A car is shown for sale at a car lot in National City, Calif., on June 15, 2022. (Mike Blake/Reuters)
A car is shown for sale at a car lot in National City, Calif., on June 15, 2022. (Mike Blake/Reuters)
Many automakers have been focusing on producing more of their more expensive premium vehicle models, in order to make up for declining sales and balance out their profits.
The average purchase price for a new car rose to 6.3 percent last month, or more than $45,000, reported CNBC, which quoted J.D. Power estimates.

According to Cox Automotive, the rising cost of newly made cars is pushing more buyers into the used vehicle market.

The auto magazine’s Manheim Used Vehicle Value Index, which tracks prices of used vehicles sold at wholesale auctions, fell about 13 percent through September after hitting its peak in January.
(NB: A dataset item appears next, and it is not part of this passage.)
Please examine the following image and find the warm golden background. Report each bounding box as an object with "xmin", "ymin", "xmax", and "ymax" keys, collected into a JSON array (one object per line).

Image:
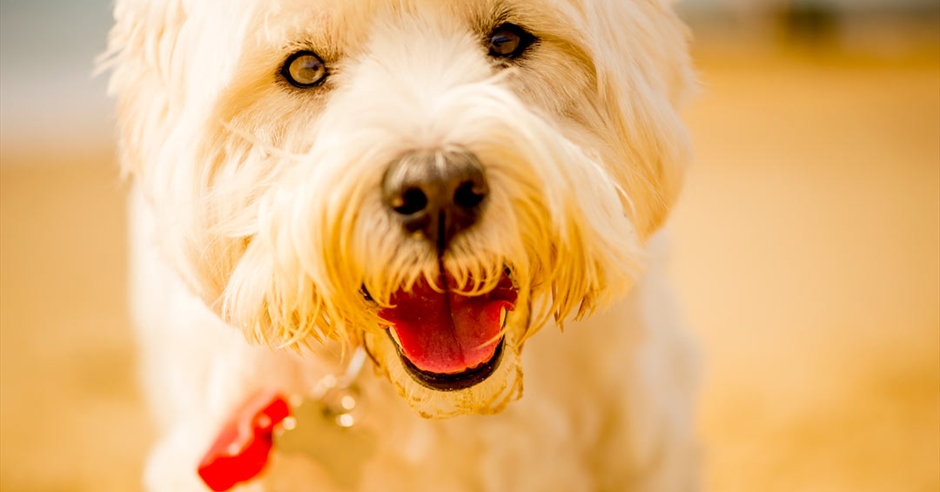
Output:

Wholesale auction prices had their first year-over-year drop in August since May 2020, at the height of the pandemic.

Although used vehicle prices have been declining, they have also been affected by the increase in interest rates, with loan rates in that category rising by 11 percent.

Automakers have the option to offer financing deals and discounts in order to offset costs, but they have already made it clear that they are unlikely to cut vehicle prices anytime soon, reported Cox Automotive.